Eu comecei a me sentir velho muito novo. Eu devia ter uns 35 anos. Aconteceu assim que as minhas filhas começaram a crescer. Acredito que isso tenha ocorrido por dois fatores. Primeiro, por uma noção de comparação. Sempre comparamos para ter referências. Se eu as via cada vez maiores e tendo opinião própria sobre tudo, percebi que eu já me enquadrava numa categoria, como o pai delas, de ser o mais velho.  Sendo assim, eu era também o velho delas. Segundo, pela visão delas sobre mim. Elas me viam como um mentor, minhas observações tinham peso para o comportamento delas. A ideia de que o velho é um modelo de experiências vividas.

O olhar do outro denuncia a nossa idade. É só estar atento a isso. Eu, por exemplo, hoje em dia, sou chamado de doutor, senhor, professor, em todos os lugares por onde passo. Lembro-me de quando eu era mais novo nunca ser chamado dessa maneira. Acredito que isso se deva exclusivamente a minha mudança física. Evidentemente, não mudamos somente o corpo, a estrutura muda também o comportamento, e vice-versa.

A forma física denuncia a nossa condição existencial, mas eu não me importo. Aliás, como eu poderia me importar para um fato irrepreensível. Não vejo razão para me sentir mal. É somente o modo como o outro me vê com o seu próprio olhar. E se me veem assim é simplesmente por uma questão heurística.

Durante o meu mestrado tive de elaborar exaustivamente os conceitos de envelhecimento e velhice para conseguir ver além dos rótulos. Ser velho é um conceito apenas. Podemos recriá-los, mas isso requer muito trabalho. Não é fácil mudar nossas sinapses. Descobri que se assim fizermos criamos paradigmas mais convenientes. Não vejo com bons olhos algumas pessoas mais velhas acreditarem em suas juventudes. Quando elas passarão a ter a verdadeira noção do próprio envelhecimento? Talvez nunca cheguem a pensar nisso. Penso que na medida em que pudermos procurar novas maneiras de conceber a realidade, seremos mais livres. É preciso fazer esse exercício diariamente, caso contrário estaremos fadados a reagir à realidade da maneira que nossa cultura nos permite.

Eu compreendo que não conseguimos nos ver velhos porque a palavra "velho" é uma palavra que vem carregada de conceitos negativos. As palavras nem sempre significam o que o senso comum determina. Por exemplo, a palavra "revolução". Essa palavra vem incutida de significados positivos, como avanço, mudança, progresso, continuidade, modernidade.
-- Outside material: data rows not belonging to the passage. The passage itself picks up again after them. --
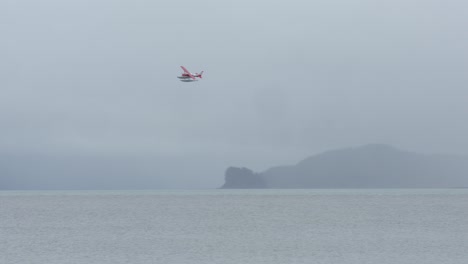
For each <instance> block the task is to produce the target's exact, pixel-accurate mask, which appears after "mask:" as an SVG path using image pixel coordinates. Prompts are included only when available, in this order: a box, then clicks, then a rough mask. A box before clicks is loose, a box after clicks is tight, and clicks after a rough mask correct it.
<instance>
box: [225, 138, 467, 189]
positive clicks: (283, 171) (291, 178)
mask: <svg viewBox="0 0 468 264" xmlns="http://www.w3.org/2000/svg"><path fill="white" fill-rule="evenodd" d="M246 170H247V171H250V170H248V169H245V168H244V169H243V170H239V171H236V170H235V168H230V169H228V170H227V172H226V175H225V180H226V183H225V184H224V185H223V186H222V187H221V188H453V187H466V186H468V158H466V157H460V156H449V155H425V154H418V153H413V152H407V151H402V150H398V149H396V148H394V147H391V146H388V145H382V144H371V145H365V146H362V147H357V148H348V149H339V150H333V151H328V152H324V153H322V154H319V155H316V156H312V157H309V158H307V159H305V160H303V161H301V162H299V163H298V164H296V165H292V166H280V167H273V168H270V169H268V170H266V171H264V172H262V173H254V172H251V171H250V174H249V173H247V174H246V173H245V172H246ZM241 171H243V172H244V173H237V172H241ZM249 175H250V178H249V177H248V176H249ZM252 182H255V184H252ZM259 182H261V184H258V183H259ZM254 186H255V187H254Z"/></svg>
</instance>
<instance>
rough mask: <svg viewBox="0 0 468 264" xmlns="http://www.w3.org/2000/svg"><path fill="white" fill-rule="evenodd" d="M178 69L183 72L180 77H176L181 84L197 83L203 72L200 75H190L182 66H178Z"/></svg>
mask: <svg viewBox="0 0 468 264" xmlns="http://www.w3.org/2000/svg"><path fill="white" fill-rule="evenodd" d="M180 68H182V70H184V72H183V73H182V74H181V75H180V76H177V78H179V79H180V81H181V82H196V81H198V80H197V78H200V79H201V78H202V74H203V71H201V72H200V73H191V72H189V71H188V70H187V69H186V68H185V67H184V66H180Z"/></svg>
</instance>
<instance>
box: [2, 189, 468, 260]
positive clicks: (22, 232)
mask: <svg viewBox="0 0 468 264" xmlns="http://www.w3.org/2000/svg"><path fill="white" fill-rule="evenodd" d="M467 202H468V193H467V191H466V190H463V189H459V190H435V189H434V190H408V189H407V190H229V191H228V190H210V191H201V190H200V191H158V192H155V191H144V192H141V191H133V192H122V191H108V192H102V191H91V192H0V203H1V206H0V215H1V216H2V217H1V218H0V248H1V249H2V254H1V255H0V262H1V263H9V264H20V263H21V264H23V263H31V262H34V263H48V264H64V263H99V264H107V263H109V264H111V263H112V264H116V263H142V264H143V263H148V264H149V263H168V264H171V263H173V264H178V263H193V264H201V263H213V264H214V263H227V264H229V263H232V264H237V263H252V264H258V263H265V264H267V263H268V264H271V263H278V264H279V263H304V264H305V263H344V264H362V263H369V264H370V263H383V264H387V263H388V264H390V263H392V264H393V263H401V264H439V263H451V264H464V263H466V262H467V261H468V256H467V254H466V248H467V247H468V224H467V221H466V219H467V218H468V214H467V210H466V204H467Z"/></svg>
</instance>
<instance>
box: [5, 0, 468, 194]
mask: <svg viewBox="0 0 468 264" xmlns="http://www.w3.org/2000/svg"><path fill="white" fill-rule="evenodd" d="M467 26H468V3H467V2H466V1H462V0H405V1H403V0H392V1H390V0H388V1H387V0H380V1H375V0H362V1H348V0H336V1H329V0H327V1H325V0H323V1H305V0H304V1H294V0H293V1H278V3H274V2H271V1H265V0H262V1H259V0H257V1H255V0H253V1H252V0H249V1H247V0H239V1H214V0H198V1H187V0H180V1H149V0H132V1H130V0H122V1H118V0H92V1H91V0H67V1H63V0H44V1H35V0H3V1H1V2H0V34H1V41H0V72H1V73H2V74H1V78H0V88H1V94H2V96H0V123H1V127H2V129H1V130H0V150H1V151H0V152H1V153H0V154H2V155H4V156H8V157H9V156H11V155H13V156H15V155H16V156H17V155H19V156H22V155H23V156H24V155H26V156H41V157H44V156H45V157H61V159H63V157H70V159H74V158H76V157H86V158H87V159H93V157H98V158H100V159H106V160H107V159H113V158H115V159H116V160H119V163H120V164H125V163H126V161H128V162H129V164H132V165H131V166H130V165H129V166H128V168H127V169H128V174H132V173H135V174H138V173H141V170H144V173H143V174H145V175H146V174H147V175H151V177H154V178H152V180H153V183H154V186H158V187H161V188H165V187H167V188H187V187H197V188H210V187H217V186H219V185H221V184H222V182H223V173H224V169H225V168H226V167H227V166H230V165H234V166H247V167H250V168H252V169H253V170H256V171H261V170H264V169H266V168H268V167H270V166H272V165H280V164H292V163H296V162H298V161H299V160H301V159H303V158H305V157H307V156H309V155H312V154H315V153H318V152H321V151H324V150H328V149H333V148H340V147H347V146H355V145H361V144H367V143H386V144H391V145H394V146H396V147H399V148H403V149H408V150H414V151H418V152H426V153H454V154H467V153H468V137H467V136H466V135H468V122H466V120H467V116H468V91H467V89H468V87H467V84H468V74H467V72H468V33H467V31H466V28H467ZM180 65H185V66H186V67H187V68H189V70H191V71H192V72H199V71H201V70H204V71H205V75H204V77H205V78H204V79H203V80H202V81H200V82H198V83H181V82H179V81H178V80H177V79H176V75H178V74H179V73H180V68H179V66H180ZM116 157H117V158H116ZM135 160H138V162H135ZM130 161H132V162H130ZM83 164H86V162H84V163H83ZM122 166H124V165H122ZM124 167H125V166H124ZM131 168H138V169H135V170H132V169H131ZM96 171H99V169H96ZM18 173H20V172H18ZM56 173H58V172H56ZM103 173H104V171H103ZM11 175H14V173H12V174H11ZM109 177H112V176H109ZM122 177H124V176H122ZM148 177H149V176H148ZM4 181H7V180H5V179H4Z"/></svg>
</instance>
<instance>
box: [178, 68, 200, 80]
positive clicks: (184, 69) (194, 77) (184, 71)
mask: <svg viewBox="0 0 468 264" xmlns="http://www.w3.org/2000/svg"><path fill="white" fill-rule="evenodd" d="M180 67H181V68H182V70H184V72H185V73H186V74H188V76H190V78H192V79H194V80H196V79H195V77H194V76H193V75H192V74H191V73H190V72H189V71H188V70H187V69H186V68H185V67H184V66H180Z"/></svg>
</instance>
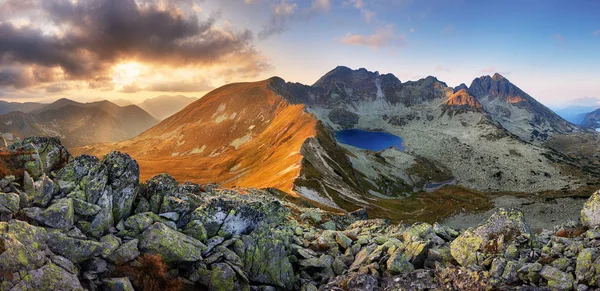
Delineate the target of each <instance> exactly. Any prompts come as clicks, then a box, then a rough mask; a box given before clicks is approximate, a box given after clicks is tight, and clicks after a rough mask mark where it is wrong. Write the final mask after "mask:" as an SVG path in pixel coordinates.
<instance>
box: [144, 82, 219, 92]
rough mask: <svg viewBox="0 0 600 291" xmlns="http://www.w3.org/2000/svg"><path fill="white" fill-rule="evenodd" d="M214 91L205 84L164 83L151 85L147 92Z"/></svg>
mask: <svg viewBox="0 0 600 291" xmlns="http://www.w3.org/2000/svg"><path fill="white" fill-rule="evenodd" d="M212 89H214V87H213V86H210V85H208V84H207V83H205V82H191V81H190V82H187V81H181V82H164V83H156V84H152V85H150V86H149V87H148V88H146V90H148V91H158V92H203V91H208V90H212Z"/></svg>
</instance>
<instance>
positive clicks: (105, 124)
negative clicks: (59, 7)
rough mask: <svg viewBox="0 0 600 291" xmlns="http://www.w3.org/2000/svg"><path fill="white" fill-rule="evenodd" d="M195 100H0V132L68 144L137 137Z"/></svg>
mask: <svg viewBox="0 0 600 291" xmlns="http://www.w3.org/2000/svg"><path fill="white" fill-rule="evenodd" d="M194 100H197V99H196V98H193V97H185V96H168V95H162V96H158V97H155V98H151V99H147V100H145V101H143V102H141V103H139V104H137V105H134V104H133V103H132V102H131V101H128V100H123V99H117V100H115V102H116V103H115V102H111V101H107V100H101V101H95V102H88V103H80V102H76V101H72V100H69V99H65V98H63V99H59V100H57V101H54V102H52V103H49V104H46V103H36V102H26V103H18V102H6V101H0V132H2V133H4V136H5V138H7V139H8V140H9V141H10V140H12V139H13V138H14V137H17V138H21V139H22V138H24V137H27V136H32V135H45V136H57V137H60V138H61V139H62V141H63V143H64V144H65V145H66V146H67V147H76V146H82V145H88V144H93V143H102V142H119V141H123V140H126V139H129V138H132V137H135V136H137V135H138V134H140V133H141V132H143V131H145V130H146V129H149V128H150V127H152V126H153V125H155V124H157V123H158V122H159V121H160V120H163V119H164V118H166V117H168V116H170V115H172V114H174V113H175V112H177V111H179V110H181V109H182V108H183V107H185V106H187V105H188V104H189V103H191V102H193V101H194ZM117 103H118V104H117Z"/></svg>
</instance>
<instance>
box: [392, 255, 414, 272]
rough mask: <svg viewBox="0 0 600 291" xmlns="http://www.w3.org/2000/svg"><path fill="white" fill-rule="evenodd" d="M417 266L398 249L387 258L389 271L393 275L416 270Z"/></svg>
mask: <svg viewBox="0 0 600 291" xmlns="http://www.w3.org/2000/svg"><path fill="white" fill-rule="evenodd" d="M414 269H415V267H414V266H413V265H412V264H411V263H410V262H409V261H408V258H407V257H406V256H405V255H404V254H403V253H402V251H400V250H398V251H396V252H395V253H393V254H392V255H391V257H390V258H389V259H388V260H387V271H388V273H390V274H391V275H398V274H406V273H410V272H412V271H414Z"/></svg>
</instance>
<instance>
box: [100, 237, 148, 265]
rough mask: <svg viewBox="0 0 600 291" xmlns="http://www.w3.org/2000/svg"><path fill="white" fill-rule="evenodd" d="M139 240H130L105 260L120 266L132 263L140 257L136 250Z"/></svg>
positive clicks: (115, 250)
mask: <svg viewBox="0 0 600 291" xmlns="http://www.w3.org/2000/svg"><path fill="white" fill-rule="evenodd" d="M138 244H139V239H137V238H136V239H133V240H130V241H128V242H126V243H124V244H122V245H121V246H120V247H119V248H118V249H117V250H115V251H114V252H113V253H112V254H110V255H109V256H108V257H107V258H106V259H107V260H109V261H110V262H111V263H113V264H115V265H120V264H123V263H126V262H129V261H133V260H134V259H135V258H137V257H138V256H139V255H140V251H139V250H138Z"/></svg>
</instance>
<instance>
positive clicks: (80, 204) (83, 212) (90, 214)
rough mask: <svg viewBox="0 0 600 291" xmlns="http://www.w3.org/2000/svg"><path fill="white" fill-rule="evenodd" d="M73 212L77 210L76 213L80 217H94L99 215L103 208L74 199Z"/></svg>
mask: <svg viewBox="0 0 600 291" xmlns="http://www.w3.org/2000/svg"><path fill="white" fill-rule="evenodd" d="M73 210H75V213H76V214H78V215H83V216H93V215H96V214H98V212H100V210H102V208H101V207H100V206H98V205H95V204H92V203H88V202H86V201H84V200H81V199H73Z"/></svg>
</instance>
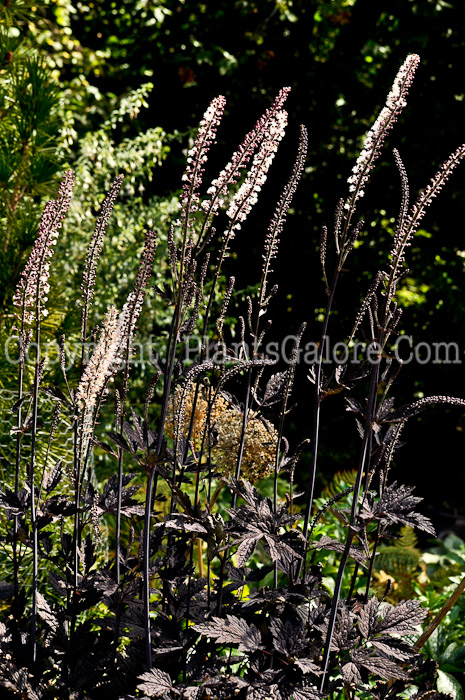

Contudo, a palavra não quer dizer um salto à frente. Pelo contrário, ela vem do latim revolvere que demonstra um ato de revolver, rolar para trás, um retorno ao que era antes, ao ponto de partida, como nos movimentos cíclicos das marés. 

Falamos da ciência revolucionária, mas se a boa ciência é aquela a quebrar a continuidade a fim de avançar, então "revolucionária" seria a denotação oposta a isso.

Da mesma forma que envelhecer não pode ser revolucionário, porque é um movimento em direção ao fim. Seria por isso que as pessoas não gostam de falar - às vezes nem pensar - sobre o tema? Sim. O nosso inconsciente adaptativo busca modos de sobrevivência com alta qualidade. É uma espécie de sistema imunológico psicológico. Ele nos protege, mesmo que não sejam assertivas verídicas.

Segundo o psicólogo americano Timothy Wilson, o inconsciente adaptativo influencia diretamente a consciência para que nos sintamos bem. A consciência cria justificativas ideológicas a fim de nós mesmos nos convencermos de que uma ideia negativa possa se transformar em uma ideia positiva, mesmo que esta mesma ideia seja falsa, como no caso da senhora que ainda acha que morrerá cedo.

Outro dia eu disse a um homem de 82 anos, que guarda dinheiro com receio de precisar dele para tratamentos médicos na velhice: "Você sabia que está na velhice desde os 60 anos?". Ele retrucou: "Como assim? Você acha que eu já sou velho?". Então, dei a fatídica notícia a ele: "Somos velhos sociais a partir de 60 anos. Porém, se refletirmos mais profundamente, somos o velho enquanto houver uma pessoa mais nova que nós por perto."

O problema não é a velhice em si, e sim a falta de consciência sobre si mesmo. O maior problema, enfim, é o significado das palavras que carregamos dentro de nós.